I am still in nurture mode with 2 teenagers
I am still in nurture mode with 2 teenagers

Doing what is best for my 2 very different children without the influence of alcohol is certainly much easier and more enjoyable!  However, some days it feels like I don’t have as much to give as I’d like.  My body, mind and soul feel tapped out because all I can do is just “be” and “love.”  Is this enough???  I see other parents (whose sobriety status I am not aware of) really “managing” their kids’ lives and this clearly is not what is happening under my roof.  And the gnawing question I have, now that I am sober is, “what’s the difference between the way I loved drunk and the way I am loving sober?”.  Or anything for that matter.  And I think the answer is caring and feeling versus numb and complacent.  I think my body hurts and my spirit feels tired because it hurts to feel and process one’s thoughts in healthy ways all day long, especially when you are responsible for young adults.

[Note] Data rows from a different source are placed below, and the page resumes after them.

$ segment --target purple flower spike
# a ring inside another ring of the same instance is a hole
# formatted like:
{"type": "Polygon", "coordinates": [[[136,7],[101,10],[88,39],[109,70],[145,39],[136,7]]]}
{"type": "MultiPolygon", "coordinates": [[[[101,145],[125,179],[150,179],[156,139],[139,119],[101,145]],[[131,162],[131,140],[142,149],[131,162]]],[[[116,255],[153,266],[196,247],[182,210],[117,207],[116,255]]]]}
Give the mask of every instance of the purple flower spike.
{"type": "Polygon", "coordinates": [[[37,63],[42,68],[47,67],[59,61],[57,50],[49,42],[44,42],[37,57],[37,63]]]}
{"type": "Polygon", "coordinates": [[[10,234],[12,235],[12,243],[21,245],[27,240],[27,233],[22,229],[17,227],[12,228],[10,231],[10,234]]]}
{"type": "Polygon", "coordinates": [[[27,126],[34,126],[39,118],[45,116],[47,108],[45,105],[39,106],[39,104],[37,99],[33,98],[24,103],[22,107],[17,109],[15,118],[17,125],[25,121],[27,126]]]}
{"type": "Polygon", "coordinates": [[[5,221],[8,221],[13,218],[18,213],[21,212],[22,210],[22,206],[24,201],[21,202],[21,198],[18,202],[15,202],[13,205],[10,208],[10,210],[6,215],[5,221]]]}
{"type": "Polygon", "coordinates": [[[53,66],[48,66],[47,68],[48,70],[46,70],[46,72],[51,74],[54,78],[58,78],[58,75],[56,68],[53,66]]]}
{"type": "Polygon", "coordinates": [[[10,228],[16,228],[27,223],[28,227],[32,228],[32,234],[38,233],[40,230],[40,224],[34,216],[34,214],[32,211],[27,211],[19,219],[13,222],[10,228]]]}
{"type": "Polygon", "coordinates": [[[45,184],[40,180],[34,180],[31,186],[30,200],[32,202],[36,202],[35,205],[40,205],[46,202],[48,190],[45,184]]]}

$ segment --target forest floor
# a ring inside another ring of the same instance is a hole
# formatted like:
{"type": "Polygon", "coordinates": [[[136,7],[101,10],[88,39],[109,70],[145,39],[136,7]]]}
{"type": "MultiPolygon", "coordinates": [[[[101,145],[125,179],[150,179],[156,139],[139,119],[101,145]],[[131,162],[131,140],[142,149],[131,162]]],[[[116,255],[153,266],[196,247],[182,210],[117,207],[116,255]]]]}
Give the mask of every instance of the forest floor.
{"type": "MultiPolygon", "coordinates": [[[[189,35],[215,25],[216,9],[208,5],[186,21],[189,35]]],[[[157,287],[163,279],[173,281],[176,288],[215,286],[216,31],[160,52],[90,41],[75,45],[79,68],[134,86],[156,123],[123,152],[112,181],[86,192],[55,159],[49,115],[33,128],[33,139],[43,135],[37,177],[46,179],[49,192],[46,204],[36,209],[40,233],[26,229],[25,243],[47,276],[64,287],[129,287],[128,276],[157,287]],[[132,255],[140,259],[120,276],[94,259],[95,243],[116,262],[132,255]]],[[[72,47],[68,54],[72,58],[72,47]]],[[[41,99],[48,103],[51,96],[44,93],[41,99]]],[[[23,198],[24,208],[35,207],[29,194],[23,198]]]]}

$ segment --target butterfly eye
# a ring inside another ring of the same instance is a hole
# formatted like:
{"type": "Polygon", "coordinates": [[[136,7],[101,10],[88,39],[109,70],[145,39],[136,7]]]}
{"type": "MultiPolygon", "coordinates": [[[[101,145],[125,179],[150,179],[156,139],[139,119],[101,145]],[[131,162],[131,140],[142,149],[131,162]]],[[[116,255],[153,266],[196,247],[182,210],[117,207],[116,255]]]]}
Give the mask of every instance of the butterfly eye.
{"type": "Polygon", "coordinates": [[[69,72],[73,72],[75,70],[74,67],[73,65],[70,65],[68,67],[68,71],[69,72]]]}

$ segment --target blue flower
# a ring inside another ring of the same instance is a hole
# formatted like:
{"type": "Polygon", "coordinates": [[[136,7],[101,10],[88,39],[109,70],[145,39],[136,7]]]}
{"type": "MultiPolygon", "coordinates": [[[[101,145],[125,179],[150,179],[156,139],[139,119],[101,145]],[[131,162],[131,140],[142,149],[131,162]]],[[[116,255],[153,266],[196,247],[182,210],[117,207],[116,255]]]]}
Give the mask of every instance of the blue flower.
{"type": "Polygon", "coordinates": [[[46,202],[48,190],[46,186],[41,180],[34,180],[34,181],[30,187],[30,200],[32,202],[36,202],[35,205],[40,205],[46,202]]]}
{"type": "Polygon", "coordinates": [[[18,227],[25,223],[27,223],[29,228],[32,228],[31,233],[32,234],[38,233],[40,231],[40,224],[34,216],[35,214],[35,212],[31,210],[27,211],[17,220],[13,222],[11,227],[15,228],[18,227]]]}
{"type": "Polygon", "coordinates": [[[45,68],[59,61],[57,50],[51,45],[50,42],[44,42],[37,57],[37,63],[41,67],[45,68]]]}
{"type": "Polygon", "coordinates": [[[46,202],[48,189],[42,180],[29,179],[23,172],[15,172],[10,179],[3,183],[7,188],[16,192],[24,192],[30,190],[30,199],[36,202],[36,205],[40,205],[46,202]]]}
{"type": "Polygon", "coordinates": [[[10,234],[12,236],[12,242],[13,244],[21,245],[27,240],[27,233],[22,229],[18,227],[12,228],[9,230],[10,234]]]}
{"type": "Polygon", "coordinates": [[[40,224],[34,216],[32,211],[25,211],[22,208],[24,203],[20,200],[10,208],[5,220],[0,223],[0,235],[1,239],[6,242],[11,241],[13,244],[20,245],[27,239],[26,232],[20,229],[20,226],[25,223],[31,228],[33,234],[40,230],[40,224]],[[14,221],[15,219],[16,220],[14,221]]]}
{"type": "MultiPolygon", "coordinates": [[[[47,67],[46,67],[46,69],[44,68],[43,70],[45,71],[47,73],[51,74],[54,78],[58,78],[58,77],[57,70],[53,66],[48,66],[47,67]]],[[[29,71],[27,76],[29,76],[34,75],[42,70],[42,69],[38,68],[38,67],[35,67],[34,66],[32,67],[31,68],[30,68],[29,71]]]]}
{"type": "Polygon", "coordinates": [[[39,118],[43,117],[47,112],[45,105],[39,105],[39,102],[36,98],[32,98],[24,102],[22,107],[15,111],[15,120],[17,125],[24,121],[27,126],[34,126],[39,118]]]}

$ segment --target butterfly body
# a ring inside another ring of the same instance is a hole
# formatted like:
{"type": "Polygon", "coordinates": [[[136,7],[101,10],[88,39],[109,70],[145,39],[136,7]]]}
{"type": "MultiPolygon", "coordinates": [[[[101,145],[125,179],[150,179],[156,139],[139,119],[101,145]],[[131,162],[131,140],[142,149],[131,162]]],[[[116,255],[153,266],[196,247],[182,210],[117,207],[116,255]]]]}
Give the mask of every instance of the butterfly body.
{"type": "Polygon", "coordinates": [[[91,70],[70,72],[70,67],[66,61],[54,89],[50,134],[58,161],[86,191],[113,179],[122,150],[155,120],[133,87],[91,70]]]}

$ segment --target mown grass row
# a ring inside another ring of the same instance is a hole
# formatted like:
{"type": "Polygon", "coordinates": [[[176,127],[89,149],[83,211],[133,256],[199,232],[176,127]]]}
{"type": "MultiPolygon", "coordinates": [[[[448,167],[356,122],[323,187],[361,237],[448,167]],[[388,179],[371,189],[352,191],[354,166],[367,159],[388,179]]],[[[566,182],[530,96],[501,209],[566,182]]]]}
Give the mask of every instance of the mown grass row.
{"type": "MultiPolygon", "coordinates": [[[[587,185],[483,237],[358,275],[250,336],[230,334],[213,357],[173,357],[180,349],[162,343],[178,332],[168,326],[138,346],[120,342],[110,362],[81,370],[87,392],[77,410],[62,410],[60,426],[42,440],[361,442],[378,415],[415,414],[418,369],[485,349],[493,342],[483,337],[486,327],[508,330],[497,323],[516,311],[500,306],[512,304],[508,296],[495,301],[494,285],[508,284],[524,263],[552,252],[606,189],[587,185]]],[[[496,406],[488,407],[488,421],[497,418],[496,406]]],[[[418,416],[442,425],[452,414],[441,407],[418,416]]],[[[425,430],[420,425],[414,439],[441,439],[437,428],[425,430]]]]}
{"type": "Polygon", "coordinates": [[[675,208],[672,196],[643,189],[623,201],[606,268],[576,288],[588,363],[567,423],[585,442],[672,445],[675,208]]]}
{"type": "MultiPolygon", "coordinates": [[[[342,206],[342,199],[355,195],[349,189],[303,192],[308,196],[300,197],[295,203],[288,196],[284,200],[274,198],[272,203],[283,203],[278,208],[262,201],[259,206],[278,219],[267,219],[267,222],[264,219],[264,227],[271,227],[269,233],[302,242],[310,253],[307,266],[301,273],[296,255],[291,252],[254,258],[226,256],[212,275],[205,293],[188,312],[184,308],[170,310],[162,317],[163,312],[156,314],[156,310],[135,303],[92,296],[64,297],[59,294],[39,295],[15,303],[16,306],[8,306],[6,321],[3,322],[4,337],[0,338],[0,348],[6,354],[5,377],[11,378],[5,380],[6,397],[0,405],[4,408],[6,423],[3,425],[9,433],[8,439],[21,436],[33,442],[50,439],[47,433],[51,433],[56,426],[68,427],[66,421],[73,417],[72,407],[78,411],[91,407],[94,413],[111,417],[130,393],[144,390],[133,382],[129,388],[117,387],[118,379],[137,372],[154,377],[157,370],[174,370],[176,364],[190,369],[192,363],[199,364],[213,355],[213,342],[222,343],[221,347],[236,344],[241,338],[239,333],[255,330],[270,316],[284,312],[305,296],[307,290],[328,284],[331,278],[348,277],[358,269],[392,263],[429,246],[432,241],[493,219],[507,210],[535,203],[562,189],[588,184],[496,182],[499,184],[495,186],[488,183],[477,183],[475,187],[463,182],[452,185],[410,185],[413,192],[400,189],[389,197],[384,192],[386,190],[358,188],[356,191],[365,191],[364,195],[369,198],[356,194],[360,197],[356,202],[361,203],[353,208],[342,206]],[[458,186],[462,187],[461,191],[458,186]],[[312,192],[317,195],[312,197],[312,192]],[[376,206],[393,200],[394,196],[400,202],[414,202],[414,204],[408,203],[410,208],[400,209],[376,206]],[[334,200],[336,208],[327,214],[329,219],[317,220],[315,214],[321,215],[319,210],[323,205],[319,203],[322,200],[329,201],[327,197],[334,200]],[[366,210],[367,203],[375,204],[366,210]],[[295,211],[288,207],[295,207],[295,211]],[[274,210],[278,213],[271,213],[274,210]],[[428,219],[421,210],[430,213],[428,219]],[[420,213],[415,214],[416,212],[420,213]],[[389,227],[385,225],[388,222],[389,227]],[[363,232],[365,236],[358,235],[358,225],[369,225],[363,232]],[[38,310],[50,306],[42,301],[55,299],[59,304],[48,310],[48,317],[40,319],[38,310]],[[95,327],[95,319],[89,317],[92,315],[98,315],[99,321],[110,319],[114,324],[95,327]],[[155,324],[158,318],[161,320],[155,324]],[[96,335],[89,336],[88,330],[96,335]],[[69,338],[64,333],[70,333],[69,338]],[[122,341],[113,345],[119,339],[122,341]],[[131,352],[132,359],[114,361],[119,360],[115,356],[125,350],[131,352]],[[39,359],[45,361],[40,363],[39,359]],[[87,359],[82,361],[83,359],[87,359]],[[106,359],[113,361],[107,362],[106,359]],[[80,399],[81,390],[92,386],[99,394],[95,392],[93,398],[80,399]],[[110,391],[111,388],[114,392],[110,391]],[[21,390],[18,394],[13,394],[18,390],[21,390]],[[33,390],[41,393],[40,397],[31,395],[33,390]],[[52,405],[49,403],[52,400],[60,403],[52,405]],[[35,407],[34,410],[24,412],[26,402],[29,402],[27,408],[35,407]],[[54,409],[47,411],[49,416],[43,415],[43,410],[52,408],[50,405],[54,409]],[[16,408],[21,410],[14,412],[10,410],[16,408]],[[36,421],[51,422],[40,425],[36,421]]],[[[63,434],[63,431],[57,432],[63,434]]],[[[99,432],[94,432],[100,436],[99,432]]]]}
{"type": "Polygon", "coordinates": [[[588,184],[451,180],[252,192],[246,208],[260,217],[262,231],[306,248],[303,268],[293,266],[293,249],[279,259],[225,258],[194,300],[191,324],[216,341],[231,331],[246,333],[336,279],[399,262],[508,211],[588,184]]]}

Recovering in Community works best in the company of a safe friend
Recovering in Community works best in the company of a safe friend

When I talk about these fears and feelings to my non-sober friends, I kind of get blank stares.  Other addicts know exactly what I mean.  It’s what makes us all different and interesting, right?  So I continue to make room in my life for AA meetings, conversations with others who are focused on their recovery, and living a day to day life that is healthy, balanced and aimed at giving my family the right kind of love – without cheating myself.  That’s enough for one person to handle.  And that, my friends, is how I am attempting to “recover in community.”